New role eyed for View Royal youth facility
The former youth detention centre in View Royal could soon play a pivotal role in breaking the seemingly endless cycle that spins some from the streets to jail and back to the streets again.
Don Evans, executive director of Our Place Society, says the prospects of recovery for many street-entrenched homeless individuals are dim — even if they have found their way into detox or stabilization.
Many are dealing with severe addictions, as well as underlying complex issues such as trauma, brain injuries or a history of abuse. They generally are well known to police and the courts.
Released from jail, hungry to turn their lives around but with no place to go, they don’t stand a chance, Evans said.
“They end up coming out of jail and they’re still homeless. We see them coming to Our Place and they’ve gained weight and they look good and they’ve had time to think,” he said.
“They want to change their lives and they’ve got all this hope and they’re excited about things and they’ve come off drugs and then it’s days, sometimes hours, and they’re back with their friends on the street doing drugs.
“To watch it happen is devastating for us and we know that we’ve got such a limited time to be able to catch them in that moment and we can’t do it.”
That could change if Evans is successful with plans to transform the former youth detention facility, at 94 Talcott Rd. in View Royal, into an abstinence-based therapeutic recovery community.
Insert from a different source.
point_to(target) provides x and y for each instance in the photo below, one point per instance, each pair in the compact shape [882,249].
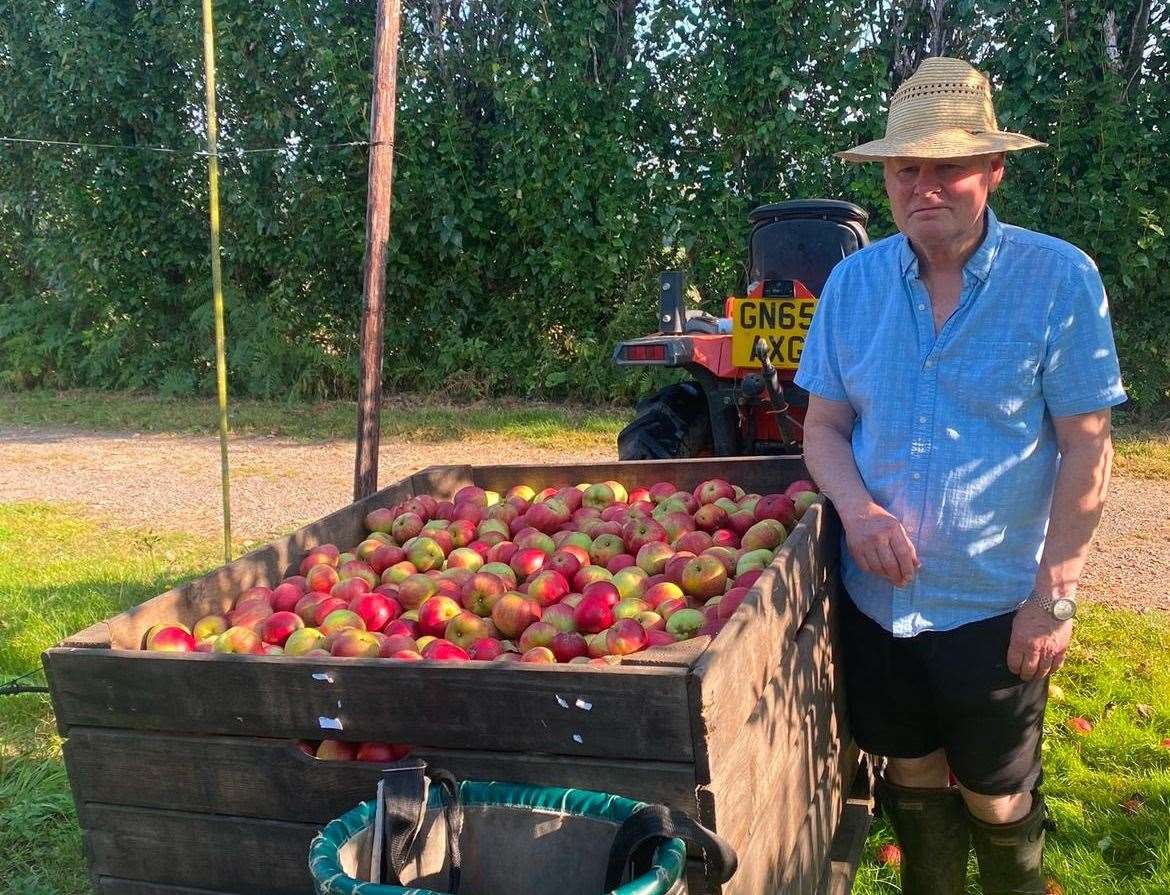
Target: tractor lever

Patterned after similar therapeutic communities — such as in San Patrignano, Italy, or Baldy Hughes, in Prince George — the facility would offer a communitybased approach to recovery in which an anticipated 40 to 50 residents would stay for between 14 and 24 months.
That compares to traditional public residential treatment of four weeks, and private treatment of six weeks to three months.
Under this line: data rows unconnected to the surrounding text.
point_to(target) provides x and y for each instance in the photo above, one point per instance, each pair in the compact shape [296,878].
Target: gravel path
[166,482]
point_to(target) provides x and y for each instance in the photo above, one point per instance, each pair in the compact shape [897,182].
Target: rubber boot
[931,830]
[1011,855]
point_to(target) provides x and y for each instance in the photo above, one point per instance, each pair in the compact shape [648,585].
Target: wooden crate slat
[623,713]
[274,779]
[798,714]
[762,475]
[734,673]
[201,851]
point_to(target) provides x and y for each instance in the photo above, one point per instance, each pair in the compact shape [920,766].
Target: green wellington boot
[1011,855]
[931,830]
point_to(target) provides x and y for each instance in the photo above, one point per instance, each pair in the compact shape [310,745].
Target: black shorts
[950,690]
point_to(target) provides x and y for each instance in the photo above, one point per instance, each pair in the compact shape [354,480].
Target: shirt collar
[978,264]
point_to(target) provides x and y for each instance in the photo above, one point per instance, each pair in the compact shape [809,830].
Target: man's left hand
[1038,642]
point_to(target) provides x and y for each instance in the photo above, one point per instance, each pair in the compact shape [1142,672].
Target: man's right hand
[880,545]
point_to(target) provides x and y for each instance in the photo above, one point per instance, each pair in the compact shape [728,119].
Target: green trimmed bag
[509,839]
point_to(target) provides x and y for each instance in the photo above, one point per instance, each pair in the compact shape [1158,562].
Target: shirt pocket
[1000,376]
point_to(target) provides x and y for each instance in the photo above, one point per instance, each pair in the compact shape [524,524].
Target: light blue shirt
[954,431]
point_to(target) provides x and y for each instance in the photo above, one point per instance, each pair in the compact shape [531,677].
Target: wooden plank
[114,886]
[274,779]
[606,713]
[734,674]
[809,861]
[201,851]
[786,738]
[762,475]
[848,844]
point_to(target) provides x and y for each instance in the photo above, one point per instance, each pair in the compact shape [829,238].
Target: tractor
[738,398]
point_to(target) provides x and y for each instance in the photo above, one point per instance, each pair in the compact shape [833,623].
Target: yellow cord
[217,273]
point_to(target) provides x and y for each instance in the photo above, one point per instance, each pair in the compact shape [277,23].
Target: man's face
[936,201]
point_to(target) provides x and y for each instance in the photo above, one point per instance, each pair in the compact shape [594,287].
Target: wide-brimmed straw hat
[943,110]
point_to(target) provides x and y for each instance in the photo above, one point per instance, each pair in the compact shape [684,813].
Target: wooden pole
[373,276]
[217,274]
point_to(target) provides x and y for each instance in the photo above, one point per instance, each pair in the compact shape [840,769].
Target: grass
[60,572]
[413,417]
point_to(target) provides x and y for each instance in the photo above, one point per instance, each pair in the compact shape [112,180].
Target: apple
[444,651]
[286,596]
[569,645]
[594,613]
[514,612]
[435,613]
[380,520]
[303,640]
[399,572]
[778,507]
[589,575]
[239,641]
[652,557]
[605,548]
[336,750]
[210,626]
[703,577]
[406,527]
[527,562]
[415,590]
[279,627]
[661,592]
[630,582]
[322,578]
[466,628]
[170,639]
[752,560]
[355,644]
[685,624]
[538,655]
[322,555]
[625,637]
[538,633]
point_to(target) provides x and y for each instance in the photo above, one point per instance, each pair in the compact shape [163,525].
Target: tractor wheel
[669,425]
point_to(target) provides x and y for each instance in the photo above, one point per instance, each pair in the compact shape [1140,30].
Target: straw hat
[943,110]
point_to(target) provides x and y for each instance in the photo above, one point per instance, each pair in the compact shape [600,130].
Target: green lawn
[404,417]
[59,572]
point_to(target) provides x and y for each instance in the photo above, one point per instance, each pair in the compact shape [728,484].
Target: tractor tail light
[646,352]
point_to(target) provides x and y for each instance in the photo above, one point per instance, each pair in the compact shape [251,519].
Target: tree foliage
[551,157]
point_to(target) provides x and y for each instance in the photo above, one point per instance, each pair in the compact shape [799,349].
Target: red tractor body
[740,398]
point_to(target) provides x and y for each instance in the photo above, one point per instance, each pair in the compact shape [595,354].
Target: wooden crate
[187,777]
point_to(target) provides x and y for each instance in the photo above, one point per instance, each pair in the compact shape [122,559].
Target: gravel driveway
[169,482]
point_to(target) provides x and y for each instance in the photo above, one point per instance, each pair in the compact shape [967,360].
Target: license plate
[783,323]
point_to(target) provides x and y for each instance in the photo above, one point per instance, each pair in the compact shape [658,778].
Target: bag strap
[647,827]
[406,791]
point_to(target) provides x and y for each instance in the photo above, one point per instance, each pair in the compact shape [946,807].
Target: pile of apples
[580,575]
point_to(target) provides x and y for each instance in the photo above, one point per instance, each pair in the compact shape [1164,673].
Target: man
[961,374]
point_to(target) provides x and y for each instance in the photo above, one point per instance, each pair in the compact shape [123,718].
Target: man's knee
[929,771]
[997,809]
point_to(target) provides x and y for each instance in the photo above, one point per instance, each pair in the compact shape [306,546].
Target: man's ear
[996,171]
The longer stays allow people to address issues underlying their addictions in a community environment, to develop life, social and job skills, and to engage in relapse prevention, family healing and return to a healthy lifestyle.
Clients will participate in all aspects of the community — growing their own food, cooking, cleaning and undertaking social enterprise projects (such as catering or sale of products built on site) — and learning valuable skills in the process.
“People are actually going to be actually working in jobs outside in the community before they leave the therapeutic community,” Evans said.
“We’re partnering with large employers on that. And everyone will be housed as well [before they leave].”
Professional addictions counsellors, physicians, psychiatrists and case managers will guide residents through an abstinencebased, peer- and communityguided recovery program. Clients who arrive on opioid replacement drugs will be weaned off of them.
The plan is for clients to be drawn from three areas: • The courts, as an alternative to traditional custodial sentences. • B.C. Corrections, for individuals completing custodial sentences. • Island Health, for homeless individuals who have undergone detox and stabilization and, perhaps, completed a short-term residential program.
Drug and alcohol counsellor Sue Donaldson, founder and director of Pegasus Recovery Solutions, said the new facility will fill a critical need in the community.
“This is what we know about addiction: It’s not a quick fix where you spin people through 28 days and then send them out there and expect them to succeed,” she said.
Donaldson’s comments were echoed by Marshall Smith, chairman of the B.C. Recovery council.
“It’s very exciting and it has the opportunity to be transformative in terms of the capital region and the way that we’re looking at moving people beyond homelessness, particularly for a substanceusing population,” Smith said.
The estimated cost is $1.8 million a year. Operating costs are expected to drop as the operation matures and residents participate in running it.
Our Place has asked the province for $4.7 million in transitional funding. The hope that the facility becomes fully self-supporting in seven years.
“We want to fund this in the long term through our own private dollars because then if there’s changes of government or changes of will or cuts or anything like that, it doesn’t destroy the integrity of the program,” Evans said.
The estimated annual per person cost for the therapeutic community is $36,000. That compares with $130,000 for a hospital bed, $74,000 for provincial jail, and $40,000 for transitional housing, he said.
Currently called Choices, the former youth jail has been operated by Our Place for the past couple of years as low-barrier transitional housing.
Those clients will move out next month. The hope is to open as a therapeutic community in the fall pending a rezoning by View Royal council and funding from the province.
View Royal Mayor David Screech says there is cautious support for the idea from his council, but notes the community might be somewhat jaded after hosting Choices for two years when the original plan was for it to stay for six months. Choices follows a harm-reduction model so drug and alcohol consumption is permitted on site.
Just how the proposed rezoning for the therapeutic community will be met by neighbours is anyone’s guess.
Choices brought some legitimate neighbourhood concerns over the likes of petty theft, nuisance and loitering, Screech said.
“I think what will bring the neighbourhood some comfort is that there will be no on-site consumption of drugs and alcohol [in the new facility] as there is now and it will be a dry facility and there will be restrictions on comings and going and on visitors,” Screech said.
“I think the community is certainly more open to the idea of the facility, but I think what they really need is more information.”